Gary Krupnick, the NAPPC Smithsonian Institution representative and a recently elected member of the NAPPC Steering Committee, worked with the USBG exhibit task force to bring Dancing with Flowers: The Pollination Connection to the Garden Terrace. Twelve pollination gardens, each devoted to a different theme, demonstrate who visits whom, when, and how. Individual gardens feature plants that attract bats, bees, butterflies, and other pollinator groups. It is designed to help the viewer understand why the future, the global economy, and the survival of fine dining depend on pollinators.
Inside the USBG West Orangerie is an exhibit entitled Dynamic Duos: Plants and Pollinators, a photographic journey that invites the public to examine closely the subtle magic that occurs when pollinator meets plant. Created from over 400 entries submitted by world-renowned photographers, these images are a tribute to the bees, butterflies, beetles, birds, bats, flies, wasps, and other species that perform the prodigious and vital work of transferring pollen. The Department of Botany staff at NMNH assisted in identifying the scientific names of several flowers that appear in the photographs. The exhibit and the demonstration gardens run until October 2004.

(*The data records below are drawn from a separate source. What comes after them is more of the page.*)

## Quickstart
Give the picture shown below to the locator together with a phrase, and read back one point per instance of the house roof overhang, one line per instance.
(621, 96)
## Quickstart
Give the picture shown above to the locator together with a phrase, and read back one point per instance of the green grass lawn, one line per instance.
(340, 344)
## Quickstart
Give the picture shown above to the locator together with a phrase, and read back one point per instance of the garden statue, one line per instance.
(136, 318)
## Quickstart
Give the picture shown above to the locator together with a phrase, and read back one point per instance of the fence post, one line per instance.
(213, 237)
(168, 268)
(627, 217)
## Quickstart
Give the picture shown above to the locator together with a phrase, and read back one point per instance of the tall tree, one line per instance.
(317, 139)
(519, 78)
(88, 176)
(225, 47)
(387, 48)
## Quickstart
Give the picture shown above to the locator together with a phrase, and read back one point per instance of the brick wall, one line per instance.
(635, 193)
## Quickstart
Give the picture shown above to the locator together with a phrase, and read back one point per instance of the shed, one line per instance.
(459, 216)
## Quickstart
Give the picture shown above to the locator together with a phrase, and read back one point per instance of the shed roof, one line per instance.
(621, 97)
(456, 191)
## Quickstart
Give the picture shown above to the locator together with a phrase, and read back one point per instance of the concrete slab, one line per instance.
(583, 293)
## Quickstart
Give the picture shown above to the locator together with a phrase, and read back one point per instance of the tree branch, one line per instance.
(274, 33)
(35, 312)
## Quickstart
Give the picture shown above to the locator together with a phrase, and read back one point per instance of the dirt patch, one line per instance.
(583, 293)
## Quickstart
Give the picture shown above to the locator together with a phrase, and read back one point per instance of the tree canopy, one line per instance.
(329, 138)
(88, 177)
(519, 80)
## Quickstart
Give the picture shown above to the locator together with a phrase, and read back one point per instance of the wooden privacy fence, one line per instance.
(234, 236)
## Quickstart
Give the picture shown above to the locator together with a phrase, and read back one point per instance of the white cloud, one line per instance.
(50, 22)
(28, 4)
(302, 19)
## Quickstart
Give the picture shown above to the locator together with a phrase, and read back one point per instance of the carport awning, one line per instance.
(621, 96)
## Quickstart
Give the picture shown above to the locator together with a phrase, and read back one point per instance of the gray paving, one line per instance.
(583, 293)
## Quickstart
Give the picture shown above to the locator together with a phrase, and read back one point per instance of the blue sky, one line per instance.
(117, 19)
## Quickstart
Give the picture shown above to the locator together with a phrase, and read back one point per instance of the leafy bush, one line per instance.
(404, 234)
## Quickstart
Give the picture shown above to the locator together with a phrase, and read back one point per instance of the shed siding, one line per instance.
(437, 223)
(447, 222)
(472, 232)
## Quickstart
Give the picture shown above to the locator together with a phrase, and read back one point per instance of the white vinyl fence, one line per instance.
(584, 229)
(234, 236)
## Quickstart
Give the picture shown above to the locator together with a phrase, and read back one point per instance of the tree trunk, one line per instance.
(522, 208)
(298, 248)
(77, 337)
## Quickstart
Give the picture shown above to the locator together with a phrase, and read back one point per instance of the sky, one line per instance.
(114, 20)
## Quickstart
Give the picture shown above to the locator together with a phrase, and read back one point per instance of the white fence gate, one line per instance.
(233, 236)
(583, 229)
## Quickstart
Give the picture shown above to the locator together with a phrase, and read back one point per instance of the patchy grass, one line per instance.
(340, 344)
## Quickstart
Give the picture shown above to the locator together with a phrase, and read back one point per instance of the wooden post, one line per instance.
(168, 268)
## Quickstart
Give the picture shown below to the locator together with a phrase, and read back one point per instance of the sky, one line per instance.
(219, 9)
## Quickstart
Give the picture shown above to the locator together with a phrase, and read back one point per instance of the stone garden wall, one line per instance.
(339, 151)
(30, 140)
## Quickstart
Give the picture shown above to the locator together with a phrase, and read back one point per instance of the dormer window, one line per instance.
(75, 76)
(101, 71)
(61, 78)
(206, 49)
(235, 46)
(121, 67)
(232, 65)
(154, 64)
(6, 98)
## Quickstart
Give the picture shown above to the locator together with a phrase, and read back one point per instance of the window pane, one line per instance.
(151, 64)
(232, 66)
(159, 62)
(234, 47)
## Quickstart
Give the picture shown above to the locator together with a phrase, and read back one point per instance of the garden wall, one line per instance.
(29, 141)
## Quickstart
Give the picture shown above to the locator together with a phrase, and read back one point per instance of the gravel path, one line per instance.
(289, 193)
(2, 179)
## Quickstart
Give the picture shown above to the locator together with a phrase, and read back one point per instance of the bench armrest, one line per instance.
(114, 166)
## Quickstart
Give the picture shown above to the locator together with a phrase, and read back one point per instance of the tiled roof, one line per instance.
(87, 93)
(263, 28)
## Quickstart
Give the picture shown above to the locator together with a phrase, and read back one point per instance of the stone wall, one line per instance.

Comprehensive scientific documentation and assessment of current knowledge on the status of pollinators are essential to understanding pollination issues. Reports of pollinator declines have come from across the country in addition to Europe, Asia, Central and South America, Africa, and Australia. Many vertebrates and an unknown number of invertebrate pollinators are reported to have become extinct in recent decades, with other pollinators threatened with decline. In the future, NAPPC plans to address such subjects as the status of pollinator populations and communities, the threats to their health, and the socio-economic issues that affect pollinators and their beneficiaries.